Si le score est suffisamment élevé, Payplug recommande à la banque émettrice de ne pas déclencher le 3D Secure. La banque garde le dernier mot, mais grâce à la réputation de Payplug auprès des banques françaises, environ 90 % de ces demandes d'exemption sont acceptées. Résultat : une transaction sécurisée sans friction pour l'acheteur et un taux d'acceptation supérieur pour la marque.
L'autre facteur structurant : le taux de fraude. Plus un PSP maintient un taux de fraude bas, meilleure est sa réputation auprès des banques émettrices qui lui accordent davantage d'exemptions de 3DS. C'est un cercle vertueux : moins de fraude, plus d'exemptions acceptées, meilleur taux d'acceptation, plus de valeur pour les marchands.
Trois applications Shopify à installer en priorité
La marketplace Shopify compte environ 15 000 applications. En moyenne, une marque en installe entre 15 et 25. Chaque application ajoute du code, alourdit le chargement du site et peut créer des conflits. Un Shopify avec 40 applications va ramer. Il faut filtrer sévèrement.
1. Dialog : le commerce conversationnel sur les fiches produit
Dialog intègre un module de recherche conversationnelle directement sur les fiches produit. Plutôt que de passer par le chat de support en bas à droite de l'écran, l'utilisateur pose ses questions directement où il est en train d'examiner le produit. L'IA, connectée à des sources externes (FAQ, documentation), répond en temps réel et fait tomber les objections l'une après l'autre.
L'enjeu est structurel : l'e-commerce a le désavantage de ne pas pouvoir répondre aux questions au moment où elles se posent. Une personne qui hésite sur une taille, un matériau ou une compatibilité abandonne souvent plutôt que de chercher. Dialog vient réduire ce frein directement sur la page produit, sans que l'utilisateur ait à scroller ou à ouvrir un ticket.
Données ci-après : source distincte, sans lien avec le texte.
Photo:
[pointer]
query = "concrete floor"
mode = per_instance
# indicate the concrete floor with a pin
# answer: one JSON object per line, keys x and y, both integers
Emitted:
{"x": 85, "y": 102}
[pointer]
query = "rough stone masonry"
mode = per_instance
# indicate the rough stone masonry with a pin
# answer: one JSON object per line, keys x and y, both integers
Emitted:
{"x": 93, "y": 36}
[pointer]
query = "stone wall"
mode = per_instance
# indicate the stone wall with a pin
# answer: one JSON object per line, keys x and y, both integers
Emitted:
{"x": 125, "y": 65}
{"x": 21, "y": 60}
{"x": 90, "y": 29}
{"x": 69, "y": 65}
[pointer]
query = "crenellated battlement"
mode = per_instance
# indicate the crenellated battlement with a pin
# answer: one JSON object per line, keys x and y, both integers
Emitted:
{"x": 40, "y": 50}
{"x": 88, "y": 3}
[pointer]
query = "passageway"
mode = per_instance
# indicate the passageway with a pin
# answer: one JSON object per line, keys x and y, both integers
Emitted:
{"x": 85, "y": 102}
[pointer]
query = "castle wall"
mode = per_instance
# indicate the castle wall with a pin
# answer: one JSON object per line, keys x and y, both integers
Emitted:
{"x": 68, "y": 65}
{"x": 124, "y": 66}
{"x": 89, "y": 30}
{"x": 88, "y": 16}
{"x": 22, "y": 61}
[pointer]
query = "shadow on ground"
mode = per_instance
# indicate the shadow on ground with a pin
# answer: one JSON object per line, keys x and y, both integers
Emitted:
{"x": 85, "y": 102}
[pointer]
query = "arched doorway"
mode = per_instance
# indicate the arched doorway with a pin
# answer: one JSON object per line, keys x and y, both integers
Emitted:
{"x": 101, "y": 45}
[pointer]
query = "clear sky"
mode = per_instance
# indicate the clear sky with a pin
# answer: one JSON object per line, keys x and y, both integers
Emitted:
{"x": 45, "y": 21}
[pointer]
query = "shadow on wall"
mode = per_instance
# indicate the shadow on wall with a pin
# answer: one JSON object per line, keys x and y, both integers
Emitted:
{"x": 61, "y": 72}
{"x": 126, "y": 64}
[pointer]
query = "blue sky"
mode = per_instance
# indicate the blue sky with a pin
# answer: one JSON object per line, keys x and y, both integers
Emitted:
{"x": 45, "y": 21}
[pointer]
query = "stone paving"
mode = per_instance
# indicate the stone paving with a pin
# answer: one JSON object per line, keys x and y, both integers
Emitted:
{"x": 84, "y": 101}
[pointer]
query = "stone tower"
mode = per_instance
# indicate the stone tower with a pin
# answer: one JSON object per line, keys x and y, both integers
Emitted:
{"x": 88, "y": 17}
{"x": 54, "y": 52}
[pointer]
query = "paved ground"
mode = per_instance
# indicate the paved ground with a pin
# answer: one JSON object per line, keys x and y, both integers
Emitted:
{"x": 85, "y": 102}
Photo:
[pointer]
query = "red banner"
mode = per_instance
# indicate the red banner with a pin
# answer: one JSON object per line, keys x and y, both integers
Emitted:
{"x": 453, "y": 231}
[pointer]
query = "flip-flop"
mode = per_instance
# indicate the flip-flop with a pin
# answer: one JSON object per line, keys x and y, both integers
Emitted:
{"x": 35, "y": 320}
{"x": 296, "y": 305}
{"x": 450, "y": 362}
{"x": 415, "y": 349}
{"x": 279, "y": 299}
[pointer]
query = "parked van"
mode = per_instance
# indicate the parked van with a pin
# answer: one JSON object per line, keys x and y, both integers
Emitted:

La solution est française et commence à être adoptée par des marques comme La Belle Boucle.
2. Crisp : le service client tout-en-un
Crisp (solution nantaise) centralise l'ensemble du service client sur une seule plateforme : tickets mail, SMS et WhatsApp réunis, pré-rédaction de réponses par IA soumises à validation humaine avant envoi, gestion multi-canal. Comparable à Gorgias (également française) mais avec un positionnement plus généraliste qui la rend pertinente au-delà du seul e-commerce.
La brique IA de Crisp ne remplace pas l'humain. Elle pré-rédige des réponses à partir de sources définies par la marque (FAQ, fiches produit, base de connaissances) que l'équipe support valide ou ajuste avant envoi. Gain de temps réel sans perte de contrôle éditorial.
3. Webyn : l'analyse de sessions pour identifier les frictions
Webyn enregistre les sessions utilisateurs et permet d'analyser leur comportement réel : à quel moment les visiteurs quittent une page, quelle proportion scroll jusqu'où, combien visitent plus d'une fiche produit. Ce n'est pas de l'analyse de données agrégées mais de l'observation de sessions réelles.
La plupart des commerçants n'ont aucune visibilité sur ce qui se passe vraiment sur leur site. Ils font des hypothèses, parfois bonnes, souvent fausses. Webyn permet de voir concrètement où les visiteurs se bloquent où abandonnent. C'est cette information qui permet de prioriser correctement les optimisations.
Webyn te permet, là où tu as des certitudes, d'aller vers des convictions. Dans l'e-commerce, les certitudes sont rares et les convictions encore plus. Avoir des données de sessions réelles change la manière dont on prend les décisions.